Delivered under the lend lease scheme as part of a batch of 450 aircraft formerly 44-11258 to RAF as Mustang IV KH666. Crashed on take off Hunsdon Apr 19, 1945. Camouflage and markings of this aircraft will be added when known.
Delivered under the lend lease scheme as part of a batch of 700 aircraft formerly 44-13223 to RAF as Mustang IV KM666. SOC Mar 28, 1946. Camouflage and markings of this aircraft will be added when known.
North American B-25: The B-25 was made immortal on April 18, 1942, when it became the first United States aircraft to bomb the Japanese mainland. Commanded by Lieutenant Colonel James Doolittle, sixteen Mitchells took off from the aircraft carrier USS Hornet, flew 800 miles (1287 km) to Japan, and attacked their targets. Most made forced landings in China. They were the heaviest aircraft at the time to be flown from a ship at sea.
After the war, many B-25s were used as training aircraft. Between 1951 and 1954, 157 Mitchells were converted as flying classrooms for teaching the Hughes E-1 and E-5 fire control radar. They were also used as staff transport, utility, and navigator-trainer aircraft. The last B-25, a VIP transport, was retired from the USAF on May 21, 1960. Approximately 34 B-25 Mitchells remain flying today, most as warbirds, although at least one earns its keep in Hollywood as an aerial camera platform.
Nicknames: Billy's Bomber (after General Billy Mitchell); Bank (NATO code name for Russian Lend-Lease B-25s).
Two 1,700-hp Wright R-2600-92 Cyclone radial piston engines; Weight:
Empty 19,480 lbs., Max Takeoff 35,000 lbs.
Maximum Speed at 13,000 ft: 272mph; Ceiling: 24,200 ft.

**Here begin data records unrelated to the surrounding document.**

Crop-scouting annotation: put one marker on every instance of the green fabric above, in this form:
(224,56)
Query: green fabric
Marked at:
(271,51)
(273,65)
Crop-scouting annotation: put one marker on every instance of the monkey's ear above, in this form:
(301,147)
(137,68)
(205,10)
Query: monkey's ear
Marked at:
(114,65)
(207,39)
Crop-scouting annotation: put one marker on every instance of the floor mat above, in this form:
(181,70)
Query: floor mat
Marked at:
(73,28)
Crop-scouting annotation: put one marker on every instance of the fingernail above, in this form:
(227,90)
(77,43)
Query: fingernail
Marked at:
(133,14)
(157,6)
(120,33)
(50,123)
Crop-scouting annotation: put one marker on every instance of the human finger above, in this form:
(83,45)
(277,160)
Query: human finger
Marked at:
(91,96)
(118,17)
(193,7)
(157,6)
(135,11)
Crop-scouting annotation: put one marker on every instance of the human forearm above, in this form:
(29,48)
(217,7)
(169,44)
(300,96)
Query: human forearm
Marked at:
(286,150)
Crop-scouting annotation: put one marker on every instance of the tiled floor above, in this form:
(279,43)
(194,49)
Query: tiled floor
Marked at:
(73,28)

Armament: 12 12.7-mm (0.5-inch) machine guns, 4,000 pounds of bombs
Number Built: 9,889
44-29487 to RAF as Mitchell III KJ666. SOC Jun 6, 1947
North American F-86 Sabre:
In 1944, North American Aviation submitted a design for a swept-wing day
fighter which could also be used as a dive-bomber or escort fighter. Two
prototype XP-86s were contracted in late 1944, but were not
built until after WWII due to the incorporation of several design
modifications which were prompted by German research data. The first XP-86
prototype flew on 1 October 1947, powered by a 3,750-pound thrust G.E. J35
engine. After it was re-engined with a more powerful G.E. J47 turbojet the
following spring, it was re-designated the YP-86A, and
exceeded the speed of sound in a shallow dive. The first production model
was initially designated the P-86A, but became the F-86A
in June 1948. By the time the new fighter entered US Air Force service in
1949, it had gained the name "Sabre."
Nicknames: Sabredog; Dog; Dogship (F-86D); Cheesefighter (Dutch F-86Ks, named after the former Amsterdam Superintendent of Police, a Mr. Kaasjager, whose name translated to "Cheesefighter" or "Cheesehunter").
Engine: One 7,500-pound thrust afterburning General Electric J47-GE-17B or -33 turbojet; Weight: Empty: 12,470 lbs., Max Takeoff: 17,100 lbs; Wing Span: 37ft. 1in; Length: 40ft. 4in; Height: 15ft. 0in.
Performance: Maximum Speed at Seal Level: 707 mph; Ceiling: 45,600 ft; Range: 835 miles
Armament: 24 69.9-mm (2.75-inch) air-to-air rockets
Number Built: 9,502
This aircraft were Canadian built supplied under MDAP (Mutual Defence Assistance Programme) as part of an order for 421 aircraft of which 371 were delivered. Ex19552, the aircraft was delivered on 04/05/1953, on completion of its RAF service it was returned to the USAF on 26/02/1957.